Aber Österreichs Dominanz jetzt nur auf die Anzüge zu schieben ist, um es in der Skispringersprache zu sagen, ein Kacherl.
Es kam dann, wie es kommen musste. Wann immer ein Team die Konkurrenz zu Statisten degradiert und sie dabei teilweise regelrecht vorführt, dann sind die Verschwörungstheorien nicht weit.
Wer erinnert sich nicht an das sagenumwobene Schweizer „Wunderwachs“, das Ski-Trainer des ÖSV verzweifelt ins Treffen führten, als die Eidgenossen den Österreichern bei der Ski-WM 1987 in Crans Montana um die Ohren fuhren.
Bei den ÖSV-Skispringern sollen’s nun sogenannte „Wunderanzüge“ sein, die Stefan Kraft & Co. Flügel verleihen. Seit dem Dreifachsieg beim Tourneestart in Oberstdorf wird das Tuscheln rund um den Schanzentisch immer lauter: Nach dem Motto: Das kann doch nicht mit rechten Dingen zugehen. Da muss doch etwas Verbotenes in der Luft liegen.

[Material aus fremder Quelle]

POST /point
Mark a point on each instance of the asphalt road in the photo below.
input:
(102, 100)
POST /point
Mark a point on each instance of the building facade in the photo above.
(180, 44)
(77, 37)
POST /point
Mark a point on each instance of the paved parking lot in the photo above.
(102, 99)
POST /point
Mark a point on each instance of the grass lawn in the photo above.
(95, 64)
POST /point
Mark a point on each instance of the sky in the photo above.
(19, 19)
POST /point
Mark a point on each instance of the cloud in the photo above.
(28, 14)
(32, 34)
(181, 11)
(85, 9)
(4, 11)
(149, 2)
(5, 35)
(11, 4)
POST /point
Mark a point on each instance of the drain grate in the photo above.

„Wir kratzen uns am Kopf und fragen uns, was sich die Österreicher ausgedacht haben“, moniert der Norweger Johann Andre Forfang. „Es ist ungewöhnlich, dass eine Nation auf diese Art und Weise dominiert, wie die Österreicher das tun“, wundert sich sein Teamkollege Halvor Egner Granerud.
Innovation
Einmal abgesehen davon, dass die Österreicher nicht erst seit dieser Tournee im Skispringen die Lufthoheit haben – es sei nur an den Gesamtweltcupsieg von Stefan Kraft, die Triumphe im Nationencup und Olympiagold im Teambewerb erinnert – diese Dominanz jetzt nur auf die Anzüge zu schieben ist, um es in der Skispringersprache zu sagen, ein Kacherl.
Oder in den Worten von ÖSV-Sportdirektor Mario Stecher: „Die sollen sich selbst bei der Nase nehmen. Wir haben uns halt zeitgerecht mit dem neuen Reglement befasst.“
Die Erfolge fliegen den österreichischen Springern nicht einfach so zu. Sie sind von langer Hand geplant und teilweise penibel durchorchestriert. Ein Puzzleteil ist die Innovationsabteilung, die der ÖSV und der Österreichische Rodelverband gemeinsam betreiben, das Forschungszentrum für Schnee, Ski- und Alpinsport. „Unsere Leute sind rund um die Uhr im Einsatz, da ist heute sehr viel Know-how drinnen“, erklärt Sportdirektor Mario Stecher.
Bei den Sprunganzügen haben die österreichischen Athleten tatsächlich einen psychologischen Vorteil. Der ÖSV ist als einziges Team im Besitz von roten Anzügen. ÖSV-Trainer Balthasar Schneider hat sich bei der Anzugfirma, die sämtliche Nationen ausstattet, frühzeitig und exklusiv den roten Stoff gesichert, das ÖSV-Rot, wie es der Vorarlberger nennt.
Es ist der perfekte Stoff für kleine Psychospielchen, für die gerade die hochsensiblen Skispringer bekanntlich sehr anfällig sind. Weil die Österreicher allen um die Ohren fliegen, herrscht nun plötzlich bei der internationalen Konkurrenz Alarmstufe Rot-weiß-rot.
Die Forschungsabteilung des ÖSV unter der Leitung von Michael Gufler expandiert ihre Ideen und Innovationen mittlerweile längst erfolgreich auch in andere Sportarten. So trug Kitesurfer Valentin Bontus bei seinem Olympiasieg 2024 in Paris einen Anzug Made by ÖSV.